La nota dolente arriva quando si parla di emergenze o di ricoveri. Il pronto soccor­so più vicino è quello di Caltagiro­ne. «Gli diamo tanto lavoro e in qualche reparto non ci vedono di buon occhio», spiega Grasso. «La verità – ammette il di­rettore Maccarrone – è che quell’ospedale, con l’apertura del Cara, non è mai stato potenziato e non risponde alle esigenze dei migranti. Mancano ad esempio i me­diatori culturali. Siamo costretti spesso a mandare i nostri: come dovrebbe fare altri­menti un ragazzo africano a comunicare il proprio malessere?». Eppure il nosocomio calatino ha tratto anche dei vantaggi: con 51 parti negli ultimi due anni, le donne del Cara hanno scongiurato la chiusura del re­parto di ginecologia. «Senza considerare l’aumento dei finanziamenti, proporziona­le al numero delle prestazioni, che la Re­gione garantisce all’ospedale», aggiunge Grasso.

Di fronte alla mensa c’è lo Spazio delle opportunità, il luogo in cui si gestiscono tutte le attività aggiuntive rispetto all’ordi­nario, come i corsi di informatica, il gior­nalino e la ludoteca per i bambini. Il gior­no precedente alla nostra visita si è tenuta la festa musulmana del Tabaski, del sa­crificio, a cui farà seguito un’altra festa laica in fase di organizzazione.

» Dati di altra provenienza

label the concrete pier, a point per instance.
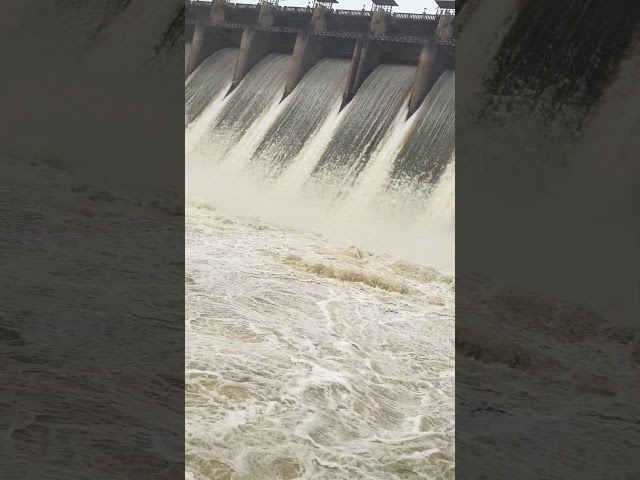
(206, 42)
(371, 56)
(253, 48)
(350, 89)
(255, 44)
(369, 39)
(307, 51)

Il corso di danza, a cui partecipano una trentina di migranti, ha prodotto un gruppo, il Cara Free Spirits, che si è esibito in vari paesi della provincia di Catania, portando in giro balli di tutto il mondo. Una rappre­sentativa vincente è anche quella di calcio.

“Prendono solo qualche calciatore

Qui i numeri aumentano, sono circa un centinaio quelli che partecipano agli alle­namenti tenuti dal lunedì al venerdì da due giovani allenatori, Gianluca Trombino e Giuseppe Mazzella. «La nostra squadra ha vinto tutte le amichevoli disputate fino­ra – afferma Trombino, un passato al Gre­noble, in Francia – e siamo riusciti a piaz­zare i nostri giocatori più bravi in qualche squadra locale, come Calatabiano e Scor­dia, mentre un ospite nigeriano adesso gioca in Bundesliga (la serie A tedesca, ndr) nell’Hoffenheim». Ma il calcio è l’unica attività in cui la selezione dei curri­cula ha portato a qualche risultato. «Tra la crisi e la diffidenza, le imprese non hanno mai preso in prova nessuno dei mi­granti del Cara», spiegano dalla direzione.

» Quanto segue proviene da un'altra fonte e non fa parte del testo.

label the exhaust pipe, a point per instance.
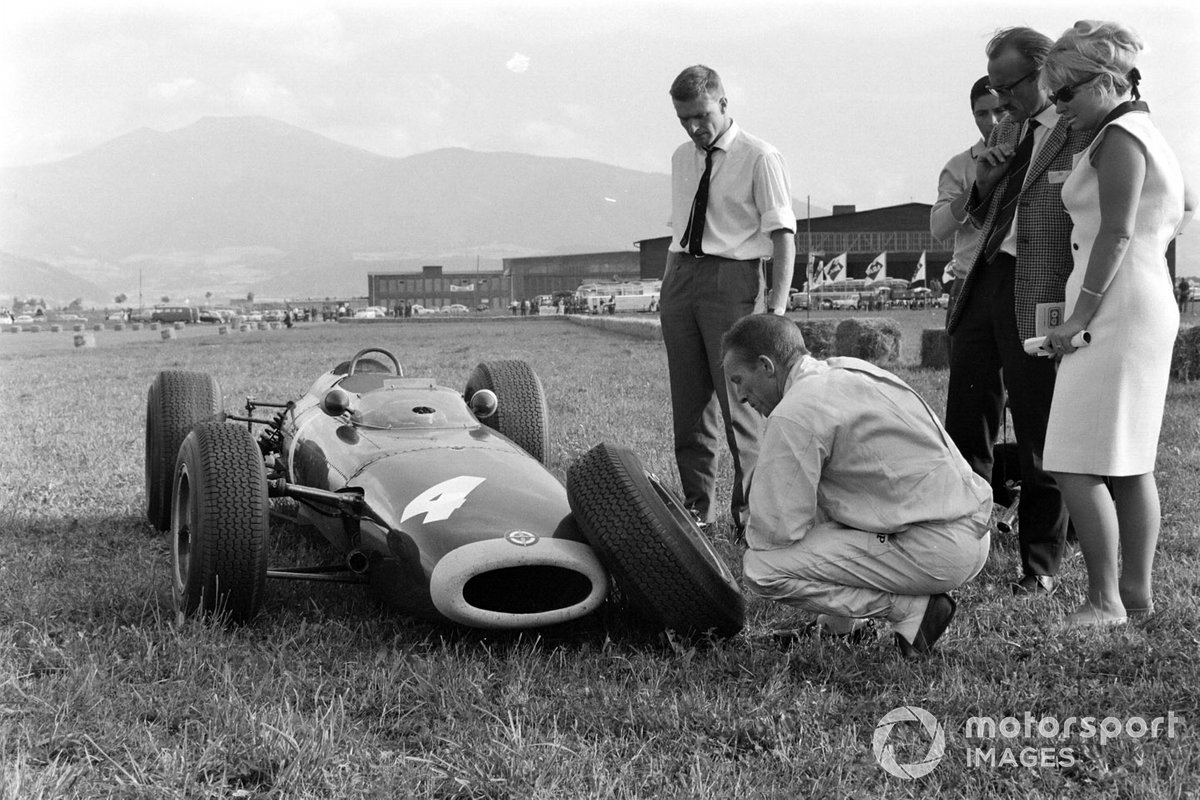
(360, 561)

Giovanni Discolo è il professore di ita­liano nella classe di livello A2, il più alto al momento. «Anche se l’obiettivo sarebbe portarli al B2», precisa. Sono state formate 29 classi da 30 studenti ciascuna. In tota­le quasi 900 persone per sei insegnanti. Anche se i numeri ufficiali parlano di due­mila 800 iscritti ai corsi di italiano. Gio­vanni insegna a ospiti di nove nazionalità differenti: Mali, Costa d’Avorio, Gambia, Bangladesh, Pakistan, Senegal, Somalia, Eritrea e Guinea. «All’inizio li avevamo divisi per ceppo linguistico, ma poi ci sia­mo accorti che era meglio mischiarli per favorire l’integrazione».

Ne sono convinti anche gli psicologi: imparare l’italiano e avere un gruppo di appartenenza sono due risorse indispensa­bili per non perdersi. Ma non tutti ce la fanno in una condizione di eterno presen­te, dove domani rischia di essere uguale a ieri. E i sogni e i progetti una pietra pre­ziosa custodita in un cassetto da sbirciare ogni tanto per non dimenticare quale sia la loro sostanza.